The idea of lump sum is having some amount of BTC that you are holding right now (whether you got it from surprise source or you made such amount available to you by moving it from some other location or if you take out a loan), and you decide right now in regards to how much of that amount that you are going to invest right now with that amount that is currently available to you... so that amount that you would use to buy right now is not necessarily connected with whether or not there is a dip, but instead connected with your own decision regarding how much of that amount that is available right now that you want to use to buy BTC right now in order to prepare for UP that may or may not end up happening.

Anyhow, the main thing I am continuing to suggest is that lump sum and buying on dips is different.

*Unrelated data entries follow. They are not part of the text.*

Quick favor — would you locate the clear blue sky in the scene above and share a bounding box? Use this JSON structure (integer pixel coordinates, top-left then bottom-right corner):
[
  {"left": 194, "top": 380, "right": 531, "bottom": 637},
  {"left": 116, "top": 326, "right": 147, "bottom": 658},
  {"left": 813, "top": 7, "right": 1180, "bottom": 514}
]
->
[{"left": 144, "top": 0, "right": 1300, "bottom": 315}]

If I got this right, then lump sum is actually an extra amount of money, maybe outside your DCA, an amount that you recieve and you put into btc investment at once. I'm not sure if I said that right, but I'll continue to rephrase . What I understood,is this, lump sum, is the strategy where the entire amount of available funds is invested immediately into Bitcoin. For example, an investor is using the DCA method, and let's say his allocation ( assumptious figures) is $100 weekly, and he inherits or by some means gets $10,000 , and he invests it all, that is lump sum.
Right?
That means all the available cash has been invested. Or simply put this way, deploying every available capital to invest. Sometimes, it may not be to that extent though, but investing an amount that is considered of good value, all at once.  I think that last part best fits your explanation. An investor , recieves a certain amount of money, and decides to invest with it, outside his DCA, and the investor decides what amount of the sum he received to put into his investment at once, that's lump suming. This has nothing to do with the times at which you buy, dip or no dip.

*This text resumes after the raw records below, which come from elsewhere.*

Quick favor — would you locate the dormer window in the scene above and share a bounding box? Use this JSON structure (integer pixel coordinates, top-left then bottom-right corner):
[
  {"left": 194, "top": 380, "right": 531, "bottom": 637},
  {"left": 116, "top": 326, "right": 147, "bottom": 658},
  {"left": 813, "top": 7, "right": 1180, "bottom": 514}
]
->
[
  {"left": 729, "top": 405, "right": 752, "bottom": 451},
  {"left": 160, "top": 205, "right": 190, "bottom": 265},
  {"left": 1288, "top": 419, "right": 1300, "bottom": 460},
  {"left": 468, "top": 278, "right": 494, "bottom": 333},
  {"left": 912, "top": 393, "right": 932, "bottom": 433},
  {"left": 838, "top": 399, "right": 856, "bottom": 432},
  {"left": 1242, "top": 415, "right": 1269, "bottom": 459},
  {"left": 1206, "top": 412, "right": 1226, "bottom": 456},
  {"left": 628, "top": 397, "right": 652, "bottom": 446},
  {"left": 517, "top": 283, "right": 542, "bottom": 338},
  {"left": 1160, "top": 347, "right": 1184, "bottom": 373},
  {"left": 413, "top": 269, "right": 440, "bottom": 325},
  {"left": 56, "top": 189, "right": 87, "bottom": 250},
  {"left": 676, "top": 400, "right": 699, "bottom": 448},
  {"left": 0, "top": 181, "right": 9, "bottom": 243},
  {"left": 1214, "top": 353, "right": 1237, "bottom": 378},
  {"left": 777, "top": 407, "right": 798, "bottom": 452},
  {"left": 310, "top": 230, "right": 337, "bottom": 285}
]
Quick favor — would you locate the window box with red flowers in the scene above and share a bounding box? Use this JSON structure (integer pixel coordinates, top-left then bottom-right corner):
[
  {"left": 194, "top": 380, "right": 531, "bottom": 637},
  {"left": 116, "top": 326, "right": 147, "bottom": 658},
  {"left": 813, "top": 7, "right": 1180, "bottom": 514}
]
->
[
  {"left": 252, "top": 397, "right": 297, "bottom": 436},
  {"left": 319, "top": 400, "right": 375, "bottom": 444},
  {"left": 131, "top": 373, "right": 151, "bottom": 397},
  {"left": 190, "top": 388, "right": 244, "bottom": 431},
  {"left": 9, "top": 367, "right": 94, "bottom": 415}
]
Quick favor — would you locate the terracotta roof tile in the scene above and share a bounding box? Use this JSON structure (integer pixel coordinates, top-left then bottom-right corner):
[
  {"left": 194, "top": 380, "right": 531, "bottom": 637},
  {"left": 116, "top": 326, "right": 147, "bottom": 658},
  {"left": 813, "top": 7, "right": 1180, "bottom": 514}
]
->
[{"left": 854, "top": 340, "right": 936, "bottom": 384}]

And buying at dips just simply put is just the practice of buying at those price declines.
I think I got you, Jay.

Yes the idea of the lump summing has to do much to do with the investor decision in terms of the available huge sum that he /or she decided to use and make a sizeable purchase right away without considering any market conditions whether there is a dip or not . However, it a strategy on it's own that are some time use as an upfront investment strategy which does not make it compulsorily that you must have been have been using the dca strategy the dca strategy before you could use the lump sum, although the combination of both can actually give an investor a better result in terms of his/ her investment goals and objectives.